Effect of a synthetic immunomodulator on the regulation of gamma interferon and interleukin-10 production during Salmonella sepsis in Itys mice

The present study examined the in vivo capacity of diHDA-glycerol, a new chemically defined compound that we synthesized, to enhance nonspecific resistance of Ity(s) mice to a virulent Salmonella typhimurium challenge (>LD50). This compound derives from (E)-10 hydroxy-2 decenoic acid (10-HDA), a fatty acid isolated from Royal Jelly. Bacterial growth rate within the spleen, interferon-gamma (IFN-gamma), interleukin-10 (IL-10), and nitric oxide (NO) levels were measured in splenocyte cultures from diHDA-glycerol-pretreated mice or saline infected controls, at various time intervals after infectious challenge.
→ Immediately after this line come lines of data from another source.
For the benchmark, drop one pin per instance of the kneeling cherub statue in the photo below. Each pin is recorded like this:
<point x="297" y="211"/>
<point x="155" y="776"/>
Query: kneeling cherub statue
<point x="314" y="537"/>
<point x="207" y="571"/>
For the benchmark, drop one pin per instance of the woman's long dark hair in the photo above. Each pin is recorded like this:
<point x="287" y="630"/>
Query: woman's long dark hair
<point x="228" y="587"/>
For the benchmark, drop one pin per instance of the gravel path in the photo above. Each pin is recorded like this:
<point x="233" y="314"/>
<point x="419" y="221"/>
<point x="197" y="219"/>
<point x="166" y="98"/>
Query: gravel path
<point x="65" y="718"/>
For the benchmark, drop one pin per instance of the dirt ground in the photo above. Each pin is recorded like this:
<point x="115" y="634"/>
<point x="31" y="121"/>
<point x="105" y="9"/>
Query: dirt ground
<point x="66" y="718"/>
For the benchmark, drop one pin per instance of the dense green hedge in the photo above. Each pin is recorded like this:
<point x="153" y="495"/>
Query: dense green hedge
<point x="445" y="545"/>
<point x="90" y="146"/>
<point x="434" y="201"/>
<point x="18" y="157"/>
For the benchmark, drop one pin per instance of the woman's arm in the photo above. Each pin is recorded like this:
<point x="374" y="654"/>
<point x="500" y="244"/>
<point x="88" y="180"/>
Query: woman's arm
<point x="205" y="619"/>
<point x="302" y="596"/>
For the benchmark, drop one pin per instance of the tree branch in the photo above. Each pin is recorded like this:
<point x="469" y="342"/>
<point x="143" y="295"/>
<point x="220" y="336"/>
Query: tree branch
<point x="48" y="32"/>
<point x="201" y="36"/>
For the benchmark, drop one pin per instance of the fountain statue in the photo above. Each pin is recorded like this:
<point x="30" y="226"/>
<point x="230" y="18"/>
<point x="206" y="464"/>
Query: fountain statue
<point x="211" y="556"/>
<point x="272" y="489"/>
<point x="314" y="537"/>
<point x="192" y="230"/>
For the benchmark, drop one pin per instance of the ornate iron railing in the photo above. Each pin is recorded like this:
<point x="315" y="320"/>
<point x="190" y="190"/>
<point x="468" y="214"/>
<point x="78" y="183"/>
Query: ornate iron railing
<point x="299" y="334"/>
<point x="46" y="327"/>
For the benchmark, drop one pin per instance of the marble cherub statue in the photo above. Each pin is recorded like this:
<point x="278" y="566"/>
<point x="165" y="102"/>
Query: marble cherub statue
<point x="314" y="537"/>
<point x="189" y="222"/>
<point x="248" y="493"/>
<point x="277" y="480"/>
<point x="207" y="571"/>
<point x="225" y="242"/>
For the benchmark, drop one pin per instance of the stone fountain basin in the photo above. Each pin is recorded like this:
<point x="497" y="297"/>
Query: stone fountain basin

Repeated administration of diHDA-glycerol before bacterial inoculation resulted in increased bacterial clearance from the spleen, starting in the second week of infection, whereas in control mice, bacterial proliferation led to death beyond day 13 after challenge. In addition, spleen cells from infected mice produced elevated levels of IFN-gamma but failed to produce IL-10. In contrast, on the second week post challenge, the time course of cytokine responses was modified by the pretreatment. Spleen cells from diHDA-glycerol pretreated mice exhibited significantly lower levels of IFN-gamma and significantly higher levels of the anti-inflammatory cytokine IL-10, when compared with those in infected controls. Furthermore, on the second week post challenge, the restored functional capacity of splenocytes to produce nitric oxide (NO) was apparently linked with diHDA-glycerol pretreatment. These results suggest that diHDA-glycerol accelerates some macrophage functions resulting in a more adequate modulation of the balance of inflammatory mediators and consequently, in an enhanced host defense against Salmonella infection.